Authorisation Number: 1051526800398

Date of advice: 12 June 2019

Ruling

Subject: A written agreement under subsection 135X(3) of the Fringe Benefits Tax Assessment Act 1986

Question

Will the Commissioner enter into an agreement with a state government and the relevant statutory authorities in respect of the matters listed in subsection 135X(3) of the Fringe Benefits Tax Assessment Act 1986 (FBTAA)?

Answer

Yes

This ruling applies for the following periods

This agreement applies for the year ended 31 March 20XX and subsequent years in which the previous employers would have been able to use the relevant records.

Relevant facts

A number of employers underwent a reorganisation and their employees were transferred to other nominated State or Territory bodies and/or statutory authorities:

As the change in employer will affect the calculation of the taxable value of certain fringe benefits, the state government is seeking to enter into a written agreement under section 135X(3) of the FBTAA to enable these employers to:

  1. treat a year which would have been a log book year of tax for the previous employer as a log book year for the purpose of using section 10 of the FBTAA to calculate the taxable value of a car fringe benefit
  2. treat a year of tax that would have been a base year of tax for the previous employer as a base year for the purpose of calculating the taxable value of a housing fringe benefit under section 26 of the FBTAA
  3. treat a register that would have been a valid register for the previous employer as a valid register for the purpose of using the 12 week record keeping method in Subdivision D of Division 10A of the FBTAA to calculate the taxable value of car parking fringe benefits
  4. treat a benefit relating to the relocation of an employee that would have been an exempt benefit for the previous employer under sections 58B, 58C or 58D of the FBTAA as an exempt benefit
  5. treat a benefit relating to trainees engaged under the Australian traineeship system that would have been an exempt benefit for the previous employer under section 58S of the FBTAA as an exempt benefit
  6. use the end date that would have been used by the previous employer for the purpose of calculating the amortisation of the taxable value of fringe benefits relating to a remote area home ownership scheme under section 65CA of the FBTAA, and
  7. use a recurring fringe benefit declaration which would have applied if the employer had not changed under section 152A of the FBTAA.

Relevant legislative provisions

Fringe Benefits Tax Assessment Act 1986 Section 135S

Fringe Benefits Tax Assessment Act 1986 Section 135U

Fringe Benefits Tax Assessment Act 1986 Section 135X

Reasons for decision

Section 135X of the FBTAA enables the Commissioner to enter into a written agreement with a State or Territory regarding the application of certain provisions in certain circumstances.

The Explanatory Memorandum to Taxation Laws Amendment Bill (No. 2) which inserted section 135X into the FBTAA stated the section had two objects:

Subsection 135X(2) of the FBTAA states a transitional event occurs if:

(a)  a State or Territory makes a nomination under section 135S; or

(b)  a State or Territory varies a nomination under section 135S; or

(c)  a State or Territory revokes a nomination under section 135S; or

(d)  a nominated State or Territory body ceases to exist.

Technically, a transitional event under subsection 135X(2) of the FBTAA does not occur when employees transfer from one existing nominated State or Territory body to another or when employees transfer from a nominated State or Territory body to a statutory authority or between statutory authorities.
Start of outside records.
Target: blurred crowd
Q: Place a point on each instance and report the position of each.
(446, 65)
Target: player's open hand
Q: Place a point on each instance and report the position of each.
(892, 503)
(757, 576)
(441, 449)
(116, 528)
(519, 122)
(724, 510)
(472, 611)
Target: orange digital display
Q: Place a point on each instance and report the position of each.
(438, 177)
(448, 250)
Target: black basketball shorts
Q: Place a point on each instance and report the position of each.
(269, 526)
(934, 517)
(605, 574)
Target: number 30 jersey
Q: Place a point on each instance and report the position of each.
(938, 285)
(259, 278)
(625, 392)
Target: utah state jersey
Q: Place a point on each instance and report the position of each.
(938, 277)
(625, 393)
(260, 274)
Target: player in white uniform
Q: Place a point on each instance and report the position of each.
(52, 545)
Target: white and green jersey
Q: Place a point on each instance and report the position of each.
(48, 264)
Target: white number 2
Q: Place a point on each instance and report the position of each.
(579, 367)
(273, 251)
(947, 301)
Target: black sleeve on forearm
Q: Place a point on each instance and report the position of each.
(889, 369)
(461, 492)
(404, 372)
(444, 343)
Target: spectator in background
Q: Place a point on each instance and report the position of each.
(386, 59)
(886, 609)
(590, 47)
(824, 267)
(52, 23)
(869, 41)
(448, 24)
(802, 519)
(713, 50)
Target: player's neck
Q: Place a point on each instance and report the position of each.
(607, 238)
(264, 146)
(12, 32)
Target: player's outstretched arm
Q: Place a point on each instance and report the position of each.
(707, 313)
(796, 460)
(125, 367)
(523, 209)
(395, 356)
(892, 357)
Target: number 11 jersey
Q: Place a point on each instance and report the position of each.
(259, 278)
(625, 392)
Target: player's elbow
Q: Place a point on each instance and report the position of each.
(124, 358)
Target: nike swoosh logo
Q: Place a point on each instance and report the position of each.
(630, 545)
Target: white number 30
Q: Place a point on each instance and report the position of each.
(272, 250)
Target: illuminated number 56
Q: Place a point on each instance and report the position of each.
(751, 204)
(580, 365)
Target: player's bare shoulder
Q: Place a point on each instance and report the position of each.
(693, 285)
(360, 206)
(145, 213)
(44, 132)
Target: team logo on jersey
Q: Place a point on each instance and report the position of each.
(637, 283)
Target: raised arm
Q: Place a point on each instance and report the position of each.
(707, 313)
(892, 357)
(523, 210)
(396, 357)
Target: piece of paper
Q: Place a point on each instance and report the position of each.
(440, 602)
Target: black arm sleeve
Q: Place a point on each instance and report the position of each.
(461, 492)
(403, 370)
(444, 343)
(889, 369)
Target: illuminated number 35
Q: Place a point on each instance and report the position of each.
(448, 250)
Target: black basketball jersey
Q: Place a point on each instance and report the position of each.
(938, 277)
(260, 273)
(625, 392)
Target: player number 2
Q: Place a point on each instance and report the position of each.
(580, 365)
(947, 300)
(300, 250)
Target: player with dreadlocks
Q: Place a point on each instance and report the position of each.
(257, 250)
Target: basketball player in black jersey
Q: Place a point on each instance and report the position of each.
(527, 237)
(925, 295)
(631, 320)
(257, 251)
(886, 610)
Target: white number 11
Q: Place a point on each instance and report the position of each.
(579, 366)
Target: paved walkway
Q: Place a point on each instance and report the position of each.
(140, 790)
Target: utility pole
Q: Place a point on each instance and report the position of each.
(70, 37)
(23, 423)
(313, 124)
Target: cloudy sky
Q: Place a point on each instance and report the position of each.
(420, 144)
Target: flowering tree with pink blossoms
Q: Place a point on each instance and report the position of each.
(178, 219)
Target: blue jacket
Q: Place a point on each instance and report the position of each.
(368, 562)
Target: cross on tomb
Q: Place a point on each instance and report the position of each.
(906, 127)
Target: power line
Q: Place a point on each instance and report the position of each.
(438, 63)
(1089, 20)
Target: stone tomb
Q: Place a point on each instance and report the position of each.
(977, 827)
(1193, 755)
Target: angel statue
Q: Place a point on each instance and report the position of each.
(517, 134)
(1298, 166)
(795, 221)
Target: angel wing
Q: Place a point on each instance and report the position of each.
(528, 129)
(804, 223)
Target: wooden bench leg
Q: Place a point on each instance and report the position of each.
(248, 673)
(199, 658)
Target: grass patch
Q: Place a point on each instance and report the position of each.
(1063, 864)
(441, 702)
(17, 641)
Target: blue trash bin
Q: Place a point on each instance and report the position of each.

Nevertheless, it is accepted that the changes occur as part of Machinery of Government changes that are similar to those technically covered by subsection 135X(2) of the FBTAA. Ultimately, responsibility for the employees remains with the state government.

Further, there is nothing to indicate the taxable values will differ provided the records that are kept are the same as the records that would have been kept if the transfer had not occurred.

Consequently, it is considered appropriate for an agreement to be entered into in relation to the matters listed in subsection 135X(3) of the FBTAA.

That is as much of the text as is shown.